We must also add the constraint that all people in the celebrity clique don't know anyone outside this clique. This is handled by the constraint the all celebrities must knows the same amount of persons, i.e. the size (cardinality) of the clique:
forall(i in 1..n) (
   i in celebrities -> sum([graph[i,j] | j in 1..n]) = num_celebrities
)
As noted above, a person is assumed to know him/herself.

Running the model

If we run the MiniZinc model finding_celebrities.mzn we found the following solution:
celebrities = 4..5;
num_celebrities = 2;
which means that the celebrities are {4,5}, i.e. {Alice, Peter}.

Another, slightly different party

We now change the party matrix slightly by assuming that Alice (4) also know Adam (1), i.e. the following incidence matrix:
 % 1 2 3 4 5
   1,1,1,1,1, % 1
   1,1,0,1,1, % 2
   0,0,1,1,1, % 3
   1,0,0,1,1, % 4
   0,0,0,1,1  % 5
]);
This makes Alice a non celebrity since she knows the non celebrity Adam, and this in turn also makes Peter a non celebrity since he knows the non celebrity Alice. In short, in this party there are no celebrities.

The model also contains a somewhat larger party graph with 10 persons.
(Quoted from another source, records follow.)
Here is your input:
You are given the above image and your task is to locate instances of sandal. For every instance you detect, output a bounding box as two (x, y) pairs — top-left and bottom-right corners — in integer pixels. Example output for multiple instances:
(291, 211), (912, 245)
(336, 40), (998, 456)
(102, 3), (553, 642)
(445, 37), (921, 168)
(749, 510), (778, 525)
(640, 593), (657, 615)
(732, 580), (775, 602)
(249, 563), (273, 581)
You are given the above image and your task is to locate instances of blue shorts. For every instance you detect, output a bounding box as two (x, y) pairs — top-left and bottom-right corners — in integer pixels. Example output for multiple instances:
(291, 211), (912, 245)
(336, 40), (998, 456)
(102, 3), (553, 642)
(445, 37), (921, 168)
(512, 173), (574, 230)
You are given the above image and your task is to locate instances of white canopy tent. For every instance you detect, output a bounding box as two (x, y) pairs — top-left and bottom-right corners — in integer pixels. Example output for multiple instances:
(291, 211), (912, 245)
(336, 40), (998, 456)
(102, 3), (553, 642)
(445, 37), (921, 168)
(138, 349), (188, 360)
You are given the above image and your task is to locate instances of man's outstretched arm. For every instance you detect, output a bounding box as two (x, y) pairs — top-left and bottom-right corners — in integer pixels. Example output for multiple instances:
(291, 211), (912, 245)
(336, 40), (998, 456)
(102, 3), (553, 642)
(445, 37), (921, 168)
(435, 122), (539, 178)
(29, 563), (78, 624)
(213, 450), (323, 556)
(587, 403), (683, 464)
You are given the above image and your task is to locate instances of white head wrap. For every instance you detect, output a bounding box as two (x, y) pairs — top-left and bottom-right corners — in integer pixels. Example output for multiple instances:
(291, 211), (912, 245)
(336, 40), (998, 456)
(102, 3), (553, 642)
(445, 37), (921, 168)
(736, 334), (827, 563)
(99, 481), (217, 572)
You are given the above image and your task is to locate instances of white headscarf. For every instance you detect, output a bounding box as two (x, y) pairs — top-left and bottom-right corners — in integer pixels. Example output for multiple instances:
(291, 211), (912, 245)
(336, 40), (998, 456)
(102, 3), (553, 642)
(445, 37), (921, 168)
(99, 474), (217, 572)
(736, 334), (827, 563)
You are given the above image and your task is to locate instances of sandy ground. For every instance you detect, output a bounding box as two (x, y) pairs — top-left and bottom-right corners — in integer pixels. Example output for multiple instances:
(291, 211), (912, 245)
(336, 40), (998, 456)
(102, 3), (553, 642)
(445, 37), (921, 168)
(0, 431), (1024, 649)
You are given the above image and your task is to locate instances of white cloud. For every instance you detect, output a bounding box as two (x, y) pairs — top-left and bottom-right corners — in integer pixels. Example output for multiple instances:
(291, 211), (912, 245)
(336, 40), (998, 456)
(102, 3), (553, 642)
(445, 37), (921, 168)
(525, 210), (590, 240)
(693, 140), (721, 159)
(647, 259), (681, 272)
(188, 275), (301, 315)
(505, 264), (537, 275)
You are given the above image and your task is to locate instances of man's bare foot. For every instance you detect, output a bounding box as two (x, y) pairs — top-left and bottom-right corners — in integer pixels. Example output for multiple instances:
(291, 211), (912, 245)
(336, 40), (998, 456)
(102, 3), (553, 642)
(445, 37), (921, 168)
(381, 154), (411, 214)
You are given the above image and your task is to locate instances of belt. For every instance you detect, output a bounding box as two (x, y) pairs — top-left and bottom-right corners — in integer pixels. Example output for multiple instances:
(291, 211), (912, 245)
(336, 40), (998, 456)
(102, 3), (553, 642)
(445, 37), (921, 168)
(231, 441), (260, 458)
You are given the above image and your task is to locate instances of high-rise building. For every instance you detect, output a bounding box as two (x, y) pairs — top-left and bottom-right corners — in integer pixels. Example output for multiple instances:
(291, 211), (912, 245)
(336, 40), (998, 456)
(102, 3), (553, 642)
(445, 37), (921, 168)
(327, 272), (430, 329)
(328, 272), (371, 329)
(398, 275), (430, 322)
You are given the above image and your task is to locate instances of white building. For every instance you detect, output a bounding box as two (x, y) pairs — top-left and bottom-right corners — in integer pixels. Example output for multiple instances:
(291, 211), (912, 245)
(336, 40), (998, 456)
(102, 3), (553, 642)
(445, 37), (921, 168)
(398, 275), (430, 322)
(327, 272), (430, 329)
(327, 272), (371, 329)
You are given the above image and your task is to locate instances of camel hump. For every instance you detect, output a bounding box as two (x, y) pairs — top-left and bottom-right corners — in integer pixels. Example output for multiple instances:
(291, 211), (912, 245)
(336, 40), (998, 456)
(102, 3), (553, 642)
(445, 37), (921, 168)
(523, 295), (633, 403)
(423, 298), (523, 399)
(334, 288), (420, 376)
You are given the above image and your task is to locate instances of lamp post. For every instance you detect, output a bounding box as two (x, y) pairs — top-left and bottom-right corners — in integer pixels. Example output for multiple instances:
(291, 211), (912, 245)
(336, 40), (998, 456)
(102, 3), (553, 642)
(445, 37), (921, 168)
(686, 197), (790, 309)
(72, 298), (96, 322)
Update about 8 hours later There is now a version which uses just set constraints, i.e. no conversion to an incidence matrix: finding_celebrities2.mzn. The constraint sections is now:
constraint
  num_celebrities >= 1

  /\ % all persons know the celebrities,
     % and the celebrities only know celebrities
  forall(i in 1..n) (
     (i in celebrities -> 
             forall(j in 1..n where j != i) (i in party[j]))
     /\
     (i in celebrities -> 
             card(party[i]) = num_celebrities-1)
  )
I have kept the same representation of the party (the array of sets of who knows who) as the earlier model which means that a person is now not assuming to know him/herself. The code reflects this change by using where j != i and num_celebrities-1.